As I mentioned before, the engineering profession is being challenged as never before. It is not just about planning, designing and constructing the infrastructure. It is about how the human experience benefits from that infrastructure. How we make human lives better?

This is why the American Society of Civil Engineers launched a long term future plan with a 50 year horizon, the Future World Vision. As a member of the ASCE Industry Leaders Council, I encourage you to view the vision and share your ideas, time and resources to bring this vision to life. 

What progress have you seen towards more gender equality?

Over my almost 40 year career, there has been progress. There are now more women in the profession and they are visible.

However when you look at the numbers overall, the progress is dismal. The medical and legal professions have made much bigger strides in equality in the same timeframe.

For example, according to research by the Society of Women Engineers (SWE), 70 percent of women who do get engineering degrees leave the profession within 20 years. These are terrible statistics. No other profession would accept a 30 percent retention rate.

SWE research shows that pay equity is still very much the heart of the problem. As a business, we have to walk the talk, and have the courage to address this head on.

The issue is that you have to be a ‘type A’ personality to stay in the profession. Most of the women I know who have left the profession say that they were tired of ‘fighting the system’, tired of having to self-promote, but there are plenty of men in engineering who are introverts and who can still be successful. There seems to be a double standard.

For me personally, being a woman has been both an advantage and a disadvantage in the profession. I would like this to not be a matter at all for my granddaughters. We are not there yet.

How can employers better encourage and supporting women in engineering careers?

I have been involved in diversity and inclusion programs for my entire professional life. There are really two separate issues here.

The first issue is to work on pre-college outreach to build a bigger pipeline of prospective engineers. Women now outnumber men in medical school enrollment. We need to get the message out about how engineering helps people and the planet. The service to others is often much more important to young women and they need to see that all that work is worth it.

As far as service to women professionals, we need to work on the work environment. Women need to see other women succeeding as role models. Success begets success. But that success needs to be earned. Nothing is worse than promotion based on a quota.

The difference for women is that it is very difficult to deal with all the issues of motherhood when you do not have a supportive partner and workplace, if you intend on continuing your career. I am the mother of three men. Without my husband being there as a true partner and without understanding employers as well as front line supervisors, it would have been an almost impossible task.

Sexual harassment and hostile work environments do happen. It takes courage to step up and confront these workplace issues in a transparent fashion, but you cannot turn a blind eye.

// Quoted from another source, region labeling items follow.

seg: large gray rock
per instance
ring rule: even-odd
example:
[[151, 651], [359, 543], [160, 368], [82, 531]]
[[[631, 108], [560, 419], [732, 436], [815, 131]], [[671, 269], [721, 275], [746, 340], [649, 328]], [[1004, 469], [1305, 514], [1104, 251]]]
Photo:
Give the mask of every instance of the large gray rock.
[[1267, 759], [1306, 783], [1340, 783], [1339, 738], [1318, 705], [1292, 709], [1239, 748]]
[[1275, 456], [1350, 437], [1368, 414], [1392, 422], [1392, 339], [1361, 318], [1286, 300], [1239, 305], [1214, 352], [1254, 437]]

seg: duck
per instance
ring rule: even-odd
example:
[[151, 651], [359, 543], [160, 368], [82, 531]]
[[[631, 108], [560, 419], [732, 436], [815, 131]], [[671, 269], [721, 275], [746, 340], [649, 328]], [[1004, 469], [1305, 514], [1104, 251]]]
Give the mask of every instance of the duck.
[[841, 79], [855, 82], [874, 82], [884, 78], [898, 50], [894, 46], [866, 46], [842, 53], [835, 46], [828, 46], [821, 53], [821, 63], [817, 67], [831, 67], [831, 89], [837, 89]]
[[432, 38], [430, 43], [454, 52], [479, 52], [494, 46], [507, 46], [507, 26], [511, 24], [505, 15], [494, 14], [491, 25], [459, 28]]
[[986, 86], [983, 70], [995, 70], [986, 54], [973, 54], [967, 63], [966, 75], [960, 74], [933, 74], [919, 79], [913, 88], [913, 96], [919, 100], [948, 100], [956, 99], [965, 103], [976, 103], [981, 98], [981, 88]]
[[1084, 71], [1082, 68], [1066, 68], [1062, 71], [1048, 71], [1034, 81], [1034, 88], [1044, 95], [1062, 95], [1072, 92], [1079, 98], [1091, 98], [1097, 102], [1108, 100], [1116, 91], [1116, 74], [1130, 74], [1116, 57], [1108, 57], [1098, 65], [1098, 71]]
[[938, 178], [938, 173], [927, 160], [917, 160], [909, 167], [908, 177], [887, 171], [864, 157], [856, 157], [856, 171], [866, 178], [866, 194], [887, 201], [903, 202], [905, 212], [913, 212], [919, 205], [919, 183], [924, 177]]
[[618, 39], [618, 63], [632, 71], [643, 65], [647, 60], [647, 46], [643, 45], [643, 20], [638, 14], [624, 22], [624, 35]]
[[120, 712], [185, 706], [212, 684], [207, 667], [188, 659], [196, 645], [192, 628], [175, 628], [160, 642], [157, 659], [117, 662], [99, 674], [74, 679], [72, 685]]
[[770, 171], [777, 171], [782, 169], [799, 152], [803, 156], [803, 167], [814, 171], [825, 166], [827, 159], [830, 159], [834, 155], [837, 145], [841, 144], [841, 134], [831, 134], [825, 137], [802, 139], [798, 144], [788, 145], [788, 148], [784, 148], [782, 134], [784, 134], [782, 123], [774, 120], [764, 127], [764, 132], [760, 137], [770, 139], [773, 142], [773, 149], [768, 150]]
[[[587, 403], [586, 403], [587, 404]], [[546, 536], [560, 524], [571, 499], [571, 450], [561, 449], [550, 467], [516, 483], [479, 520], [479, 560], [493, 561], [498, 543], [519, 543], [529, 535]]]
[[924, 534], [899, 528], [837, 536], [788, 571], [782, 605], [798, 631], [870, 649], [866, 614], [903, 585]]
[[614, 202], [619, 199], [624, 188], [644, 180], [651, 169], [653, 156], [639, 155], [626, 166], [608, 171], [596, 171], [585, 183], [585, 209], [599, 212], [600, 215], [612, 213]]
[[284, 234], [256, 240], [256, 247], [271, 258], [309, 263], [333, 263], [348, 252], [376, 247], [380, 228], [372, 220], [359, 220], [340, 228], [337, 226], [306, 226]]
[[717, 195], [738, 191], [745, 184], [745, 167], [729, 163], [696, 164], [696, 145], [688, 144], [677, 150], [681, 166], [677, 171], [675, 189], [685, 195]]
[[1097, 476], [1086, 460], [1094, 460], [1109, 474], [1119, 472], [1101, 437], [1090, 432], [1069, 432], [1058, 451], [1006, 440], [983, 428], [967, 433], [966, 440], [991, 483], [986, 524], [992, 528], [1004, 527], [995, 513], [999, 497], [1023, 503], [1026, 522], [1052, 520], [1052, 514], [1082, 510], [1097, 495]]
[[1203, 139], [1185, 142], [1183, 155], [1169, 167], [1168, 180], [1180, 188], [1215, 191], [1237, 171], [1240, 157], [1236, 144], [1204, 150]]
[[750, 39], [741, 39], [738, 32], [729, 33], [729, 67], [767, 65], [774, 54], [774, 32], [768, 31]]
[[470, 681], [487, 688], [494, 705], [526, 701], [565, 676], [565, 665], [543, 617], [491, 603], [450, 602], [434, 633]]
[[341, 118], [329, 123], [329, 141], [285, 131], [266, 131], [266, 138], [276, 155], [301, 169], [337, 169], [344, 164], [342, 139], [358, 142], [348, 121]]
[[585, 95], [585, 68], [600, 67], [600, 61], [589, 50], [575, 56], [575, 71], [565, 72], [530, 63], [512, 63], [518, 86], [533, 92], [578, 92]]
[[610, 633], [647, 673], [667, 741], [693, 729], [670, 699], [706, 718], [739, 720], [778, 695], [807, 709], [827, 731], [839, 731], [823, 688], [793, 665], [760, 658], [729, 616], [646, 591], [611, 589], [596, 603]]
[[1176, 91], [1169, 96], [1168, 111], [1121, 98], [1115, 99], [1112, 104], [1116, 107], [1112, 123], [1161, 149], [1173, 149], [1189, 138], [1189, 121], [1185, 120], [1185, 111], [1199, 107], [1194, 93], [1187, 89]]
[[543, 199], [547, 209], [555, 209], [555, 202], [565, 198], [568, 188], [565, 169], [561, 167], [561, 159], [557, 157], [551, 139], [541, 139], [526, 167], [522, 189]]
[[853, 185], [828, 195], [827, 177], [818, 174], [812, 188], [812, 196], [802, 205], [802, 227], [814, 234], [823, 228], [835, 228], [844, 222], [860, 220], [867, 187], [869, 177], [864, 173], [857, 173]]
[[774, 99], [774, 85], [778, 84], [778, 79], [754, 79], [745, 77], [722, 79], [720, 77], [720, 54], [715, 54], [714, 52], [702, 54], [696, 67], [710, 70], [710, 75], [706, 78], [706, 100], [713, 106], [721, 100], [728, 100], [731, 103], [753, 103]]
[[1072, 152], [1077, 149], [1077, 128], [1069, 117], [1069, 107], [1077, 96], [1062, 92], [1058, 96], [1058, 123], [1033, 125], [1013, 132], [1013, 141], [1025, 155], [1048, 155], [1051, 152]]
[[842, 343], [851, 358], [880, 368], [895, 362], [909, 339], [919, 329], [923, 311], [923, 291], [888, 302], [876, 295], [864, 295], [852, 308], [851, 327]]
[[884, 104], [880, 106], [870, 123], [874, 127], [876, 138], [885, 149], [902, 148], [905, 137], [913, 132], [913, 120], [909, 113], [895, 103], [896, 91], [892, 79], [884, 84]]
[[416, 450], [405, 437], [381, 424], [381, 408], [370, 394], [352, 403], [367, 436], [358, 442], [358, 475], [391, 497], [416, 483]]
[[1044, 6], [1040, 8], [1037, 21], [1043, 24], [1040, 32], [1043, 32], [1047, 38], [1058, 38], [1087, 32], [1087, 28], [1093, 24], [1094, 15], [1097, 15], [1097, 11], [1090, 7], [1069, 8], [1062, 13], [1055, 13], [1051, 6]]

GHD has taken the step of training our people in the law and its provisions and the company core values and employee expectations, and I was thrilled to see the training on unconscious bias. Acknowledgement of the problem is the first step to the solution.

Meet Maria

Maria Lehman, GHD's United States Infrastructure lead, has 40 years of diverse, multi-disciplinary technical and leadership experience, both in the private and public sectors. She was the former Vice President for Critical Infrastructure for Parsons, COO and Acting Executive Director of the New York State Thruway Authority and Commissioner of Public Works for Erie County, NY. She is currently the National Assistant Treasurer for the American Society of Civil Engineers (ASCE), and is a current candidate for National President-Elect of ASCE.